Когда дети родителей-агностиков воспринимают от учителей или слуг традиционные убеждения, они порой начинают очень беспокоиться о том, чтобы спасти своих родителей от опасностей, как они поверили, проистекающих от неортодоксальных взглядов. Пастернак рассказывает:
...
[ПИ 33б]…Я преждевременно рано на всю жизнь вынес… нестерпимую жалость к родителям, которые умрут раньше меня и ради избавления которых от мук ада я должен совершить что-то неслыханно светлое, небывалое [221] .
Его родителя были евреи, его няня – русская православная христианка.
...
[ПИ 34] Младшая дочь Расмуссена, Соня, приняла религию, которую преподавали в ее норвежской протестантской школе, и хотела убедить родителей тоже ее принять. В возрасте 7 л. 1 м. она использовала аргумент Паскаля: «Папа в любом случае может говорить молитвы: это ему в плюс, если Он [Бог] есть, и, конечно, никак не повредит, если Его нет» [222] .
Вордсворт – в религиозном отношении дитя своего времени и своей страны, – когда более не мог найти в природе источник глубокой радости, какую испытывал в детстве, обрел философское утешение в платоновской теории внутриутробного существования и в идее бессмертия души; в результате ему пришлось защищаться от «достойных, благочестивых лиц», которые сочли, «что я намеревался внушать веру в предыдущее существование» [223] . К счастью для нас, защищаясь, он фактологически описал свой детский опыт.
...
[ПИ 35] В детстве ничто не было для меня труднее, чем признать смерть состоянием, имеющим отношение к моему собственному бытию… Трудность происходила не столько от животного чувства жизни, сколько от ощущения непобедимого духа внутри меня. Я подолгу размышлял над историями Еноха и Илии и почти убедил себя: что бы там ни происходило с другими, я так или иначе попаду на небеса. В подобном настроении я часто неспособен был думать о внешних вещах как имеющих внешнее существование, и со всем, что видел, я находился в контакте не как с чем-то отдельным, а как с неотъемлемой частью моей собственной нематериальной природы. Множество раз по дороге в школу я хватался сознанием за стену или за дерево, чтобы выбраться из этой пропасти идеализма в реальность. В то время меня пугали подобные процессы…

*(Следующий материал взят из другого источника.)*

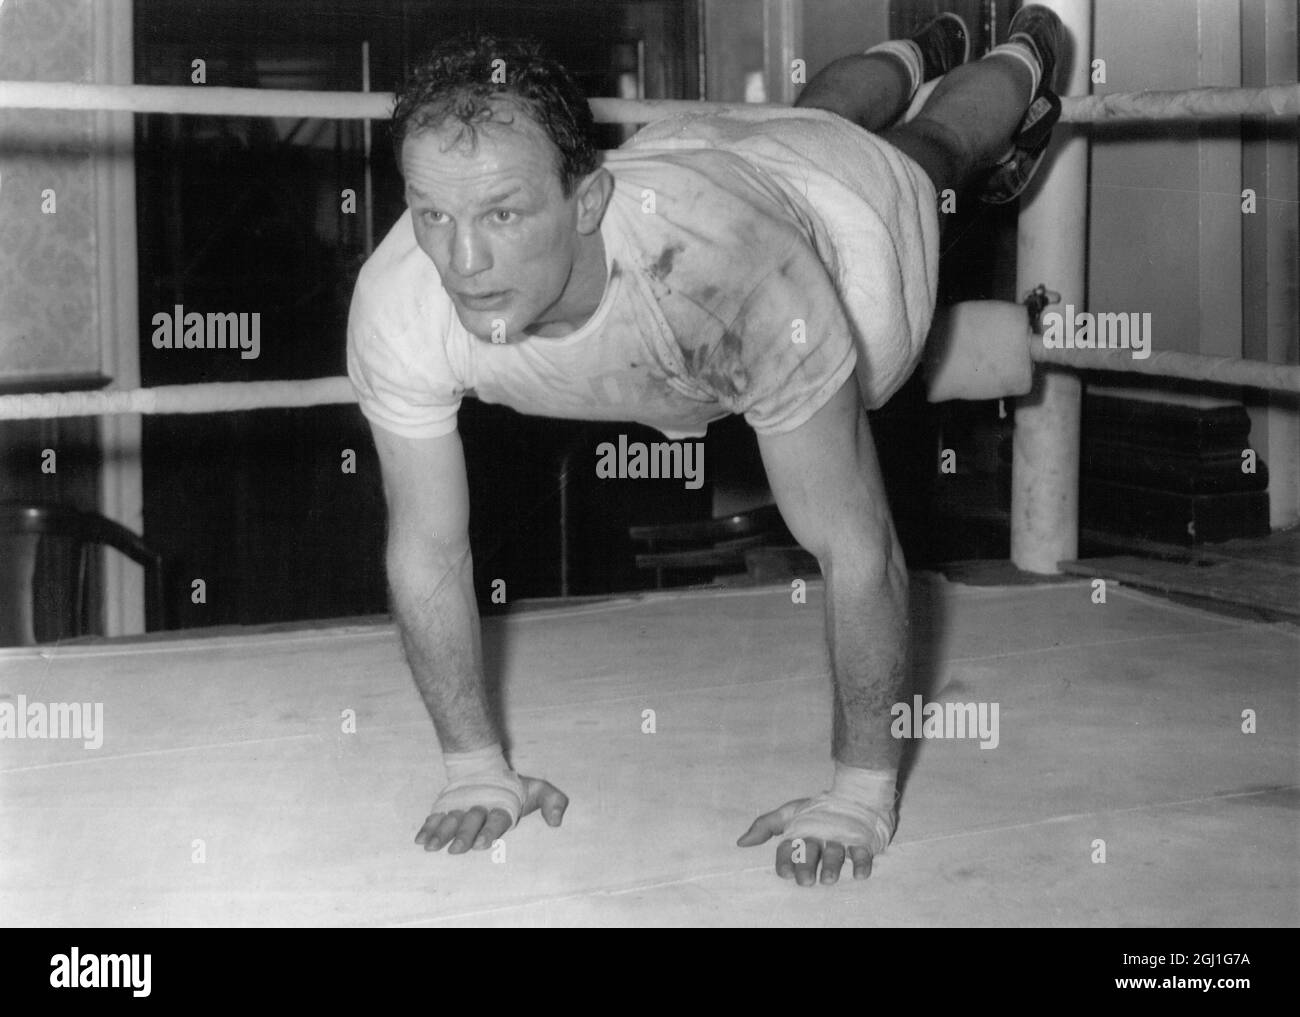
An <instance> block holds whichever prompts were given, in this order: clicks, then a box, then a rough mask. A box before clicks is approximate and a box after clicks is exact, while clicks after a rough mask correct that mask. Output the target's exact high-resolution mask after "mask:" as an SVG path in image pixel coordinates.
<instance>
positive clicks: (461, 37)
mask: <svg viewBox="0 0 1300 1017" xmlns="http://www.w3.org/2000/svg"><path fill="white" fill-rule="evenodd" d="M498 61H499V62H498ZM500 99H508V100H510V101H511V104H512V105H513V107H515V108H516V109H519V111H521V112H523V113H525V114H526V116H528V117H529V118H530V120H533V121H534V122H536V124H537V126H539V127H541V129H542V130H543V131H545V133H546V137H547V138H550V139H551V143H552V144H554V146H555V150H556V159H558V166H556V169H558V172H559V177H560V186H562V187H563V190H564V196H565V198H568V196H571V195H572V194H573V187H575V186H577V182H578V179H581V178H582V177H585V176H586V174H588V173H591V172H593V170H595V168H597V166H598V165H599V164H601V151H599V148H598V147H597V143H595V121H594V120H593V118H591V109H590V107H589V105H588V103H586V96H585V95H584V94H582V90H581V88H580V87H578V86H577V82H575V81H573V77H572V75H571V74H569V73H568V72H567V70H565V69H564V68H563V66H562V65H560V64H559V62H556V61H555V60H551V59H550V57H547V56H546V53H545V52H543V49H542V46H541V43H538V42H536V40H533V39H503V38H498V36H494V35H485V34H473V35H459V36H455V38H451V39H447V40H446V42H443V43H439V44H438V46H435V47H434V48H433V51H432V52H429V53H428V55H426V57H425V59H424V60H422V61H421V62H420V64H419V66H416V68H415V69H413V70H412V72H411V75H409V77H408V78H407V82H406V86H404V87H403V88H402V91H400V92H399V94H398V99H396V105H395V107H394V109H393V125H391V126H393V148H394V151H395V152H396V157H398V166H400V165H402V144H403V143H404V142H406V139H407V138H409V137H412V135H413V134H419V133H420V131H425V130H439V129H443V127H451V126H455V125H458V124H459V127H460V129H459V130H458V131H456V133H455V134H454V135H452V138H451V139H450V143H451V146H456V144H461V143H465V144H469V146H473V144H474V143H476V140H477V131H478V127H480V126H482V125H485V124H489V122H498V124H503V122H510V120H511V118H512V114H511V112H510V111H502V108H500V104H499V100H500ZM494 100H498V101H497V104H495V108H494Z"/></svg>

Мальчику рассказали, что «верою Енох был переселен так, что не видел смерти; и не стало его, потому что Бог переселил его» [224] ; что «понесся Илия в вихре на небо…» [225] . Узнав эти мифы, он нашел в себе побуждение, сотворившее их. Фрейд сказал, что мышление ниже уровня сознания не имеет понятия о нашей собственной смертности. Вероятно, поэт более других способен творчески осознать то, что в норме остается бессознательным. Для него, как и для ребенка, миф образует мост между бессознательным мышлением, знающим только жизнь, и сознательным представлением о смерти.
Унитарии в Новой Англии прежде выражали наиболее мощную оппозицию кальвинистской доктрине и психологии. Их сообщество там было более влиятельно и, возможно, более многочисленно, чем в Англии, где оно зародилось. Рационалистический настрой, оказавший, как писал Гезелл, влияние на детскую психологию в XX веке, может быть прослежен к Джону Стюарту Миллю (John Stuart Mill) в Англии и к сообществу, которое Генри Адаме связывал с улицей Маунт-Верной, центром бостонского унитарианизма в 1840-е гг., время его детства [226] . Убеждения этого круга были следующие:
...
Совершенствование общественного устройства тоже было делом верным, потому что сама человеческая природа содействовала добру и для его торжества нуждалась всего в трех орудиях: всеобщем избирательном праве, школах для всех и прессе. Благословенно воспитание! Дайте человеку истинное знание подлинных фактов, и он достигнет совершенства!.. [Унитарианские священники]… заявляли, причем ставили себе это в заслугу, что не требуют исповедания каких-либо догматов, а лишь учат, или пытаются учить, как жить добродетельной, полезной, бескорыстной жизнью, чего, по их мнению, было достаточно для спасения души. Трудности? Ими, считали они, можно пренебречь. Сомнения? Пустая трата мысли. Ничего не нужно решать.
В результате для мальчика, как и для его братьев и сестер, религия стала чем-то эфемерным; мягкая дисциплина унитарианской церкви была отвергнута при первом же поводе и навсегда.
...
В том, что он утратил одно из сильнейших человеческих чувств, уступающих разве только любви, возможно, был повинен он сам, но что интеллектуальнейшее общество, руководимое интеллектуальнейшим духовенством и отличавшееся самой высокой нравственностью… внушило себе, будто проблемы, волновавшие человечество с начала исторических времен, не стоят споров и обсуждений, казалось ему любопытнейшим социальным явлением, над объяснением которого он бился всю свою долгую жизнь.